First we will decorate the model so that factors (such as visandsign) are recovered when we extract data from it:

fit %<>% apply_prototypes(df)

Then we get samples of the coefficients of the underlying linear models

b_samples = extract_samples(fit, b[visandsign, ..]) %>%
    mutate( 
        #split vis and sign apart so we can apply aesthetics to them separately
        vis = factor(str_sub(visandsign, end=-9)),
        sign = factor(str_sub(visandsign, start=-8))
    )
b_medians = b_samples %>%
    group_by(visandsign, vis, sign) %>% #vis, sign are redundant here but we want to keep them around
    summarise(b1 = median(b1), b2 = median(b2), b3 = median(b3), b4 = median(b4))

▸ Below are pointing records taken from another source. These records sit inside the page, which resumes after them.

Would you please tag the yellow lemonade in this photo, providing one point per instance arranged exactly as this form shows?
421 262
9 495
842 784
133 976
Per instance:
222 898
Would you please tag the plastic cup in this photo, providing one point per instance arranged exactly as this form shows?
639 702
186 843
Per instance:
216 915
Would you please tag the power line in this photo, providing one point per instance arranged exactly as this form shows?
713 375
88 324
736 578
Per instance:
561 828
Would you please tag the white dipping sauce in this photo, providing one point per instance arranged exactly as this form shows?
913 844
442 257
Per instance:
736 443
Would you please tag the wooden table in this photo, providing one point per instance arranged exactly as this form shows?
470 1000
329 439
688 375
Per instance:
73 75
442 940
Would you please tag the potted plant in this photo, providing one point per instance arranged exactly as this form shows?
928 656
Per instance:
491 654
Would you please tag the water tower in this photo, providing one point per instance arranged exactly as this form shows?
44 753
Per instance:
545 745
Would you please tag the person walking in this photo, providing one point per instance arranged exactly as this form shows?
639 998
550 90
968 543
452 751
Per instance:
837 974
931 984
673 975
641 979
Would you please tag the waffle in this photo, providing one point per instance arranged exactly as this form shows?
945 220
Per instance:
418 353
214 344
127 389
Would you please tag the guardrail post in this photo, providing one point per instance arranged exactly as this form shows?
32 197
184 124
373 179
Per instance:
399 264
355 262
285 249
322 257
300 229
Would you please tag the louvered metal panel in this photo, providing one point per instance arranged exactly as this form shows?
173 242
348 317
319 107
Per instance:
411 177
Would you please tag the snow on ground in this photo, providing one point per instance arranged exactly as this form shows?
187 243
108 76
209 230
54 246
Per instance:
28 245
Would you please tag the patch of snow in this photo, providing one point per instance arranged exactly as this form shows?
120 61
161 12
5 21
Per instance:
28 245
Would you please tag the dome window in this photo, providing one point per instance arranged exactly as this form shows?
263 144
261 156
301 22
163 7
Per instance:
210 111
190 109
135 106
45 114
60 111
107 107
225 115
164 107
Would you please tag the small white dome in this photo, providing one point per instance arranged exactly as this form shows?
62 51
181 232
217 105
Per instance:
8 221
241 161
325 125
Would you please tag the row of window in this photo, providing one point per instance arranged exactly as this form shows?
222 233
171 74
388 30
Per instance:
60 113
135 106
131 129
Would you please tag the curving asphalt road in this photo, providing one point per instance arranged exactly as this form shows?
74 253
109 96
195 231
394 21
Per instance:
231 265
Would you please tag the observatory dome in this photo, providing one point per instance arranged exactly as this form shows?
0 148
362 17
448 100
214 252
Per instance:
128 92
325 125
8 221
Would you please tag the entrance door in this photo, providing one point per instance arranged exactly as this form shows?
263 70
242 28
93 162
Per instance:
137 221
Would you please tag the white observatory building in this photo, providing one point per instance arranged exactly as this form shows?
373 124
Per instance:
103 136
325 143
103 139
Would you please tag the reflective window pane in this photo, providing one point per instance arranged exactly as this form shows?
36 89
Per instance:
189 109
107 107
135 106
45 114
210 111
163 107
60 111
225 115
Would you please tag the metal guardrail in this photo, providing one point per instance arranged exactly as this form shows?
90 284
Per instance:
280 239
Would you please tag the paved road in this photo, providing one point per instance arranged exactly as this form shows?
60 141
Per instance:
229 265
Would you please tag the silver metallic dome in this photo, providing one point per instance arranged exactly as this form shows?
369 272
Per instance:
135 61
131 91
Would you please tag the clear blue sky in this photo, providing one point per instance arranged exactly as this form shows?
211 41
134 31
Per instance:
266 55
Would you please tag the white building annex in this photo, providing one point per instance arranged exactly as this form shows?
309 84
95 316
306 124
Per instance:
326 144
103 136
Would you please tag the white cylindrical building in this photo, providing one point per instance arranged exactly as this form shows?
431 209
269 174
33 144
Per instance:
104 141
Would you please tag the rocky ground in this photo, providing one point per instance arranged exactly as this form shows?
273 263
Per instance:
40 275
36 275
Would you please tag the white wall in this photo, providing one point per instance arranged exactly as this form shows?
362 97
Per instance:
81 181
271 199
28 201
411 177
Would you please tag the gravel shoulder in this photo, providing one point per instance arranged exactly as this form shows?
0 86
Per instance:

Then we generate a curve and gradient for log(mu) by r:

pred_r_min = .3
pred_r_max = .8
pred_r_step = .1/16
mu_by_r = b_samples %>%
    group_by(visandsign, vis, sign) %>%
    predict_curve_density(
        log_mu ~ b1 + b2 * r,
        r = seq(pred_r_min, pred_r_max, by = pred_r_step),
    )

And we plot it, in log space (Fig 8.1):

mu_by_r %>%
    ggplot(
        aes(x=r, group=visandsign)
    ) + 
    geom_rect(
        aes(xmin = r - pred_r_step/2, xmax = r + pred_r_step/2, 
            ymin = log_mu.lower/log(2), ymax = log_mu.upper/log(2),
            alpha = log_mu.density, fill = vis, color = NULL
        )
    ) +
    geom_segment(data=b_medians, aes(x=.3, y=I((b1 + .3 * b2)/log(2)), xend=.8, yend=I((b1 + .8 * b2)/log(2)), color=vis, linetype=sign), size=1) + 
    geom_hline(yintercept=log2(.45), lty="dashed") +
    geom_dl(data=b_medians, aes(y=(b1 + .8 * b2)/log(2), x=.82, color=vis, label=visandsign), method="last.bumpup") +
    scale_alpha_continuous(range=c(0.01,0.6), guide=FALSE) +
    scale_color_discrete(guide=FALSE) +
    scale_fill_discrete(guide=FALSE) +
    scale_y_continuous(labels=trans_format(function(x) 2^x, math_format(.x))) +
    scale_x_continuous(breaks=seq(0.3,0.8,by=0.1), limits=c(0.29,1)) +
    annotation_logticks(sides="l")
## Loading required package: proto

plot of chunk plot_mu_by_r

We can group the conditions, and examine their typical differences in log(mu) (Fig 8.3):

extract_samples(fit, typical_mu[visandsign] | visandsign) %>%
    mutate(     #group by partial ranking
        group1 = rowMeans(cbind(scatterplotnegative, scatterplotpositive, parallelCoordinatesnegative)),
        group2 = rowMeans(cbind(ordered_linepositive, donutnegative, stackedbarnegative, ordered_linenegative, stackedlinenegative, stackedareanegative)),
        group3 = rowMeans(cbind(parallelCoordinatespositive, radarpositive, linepositive)),
        group4 = rowMeans(cbind(donutpositive, linenegative, radarnegative, stackedareapositive, stackedbarpositive, stackedlinepositive))
    ) %>%
    with(rbind( #get differences between groups
        data.frame(comparison = "2-1", difference = group2 - group1),
        data.frame(comparison = "3-2", difference = group3 - group2),
        data.frame(comparison = "4-3", difference = group4 - group3)
    )) %>%
    ggeye(aes(x=comparison, y=difference/log(2))) + 
    geom_hline(y=0, lty="dashed")

plot of chunk typical_mu_differences

We can also examine the between-participant variance for the high-performing group (Fig 9):

extract_samples(fit, u_tau[visandsign]) %>%
    filter(visandsign %in% c("scatterplotpositive","scatterplotnegative","parallelCoordinatesnegative")) %>%
    ggeye(aes(x=visandsign, y=sqrt(1/u_tau)))

plot of chunk u_tau_group1

References

  1. M. Kay & J. Heer. Beyond Weber's Law: A Second Look at Ranking Visualizations of Correlation, InfoVis 2015.

  2. Harrison, L., Yang, F., Franconeri, S., & Chang, R. Ranking Visualizations of Correlation Using Weber’s Law, InfoVis 2014.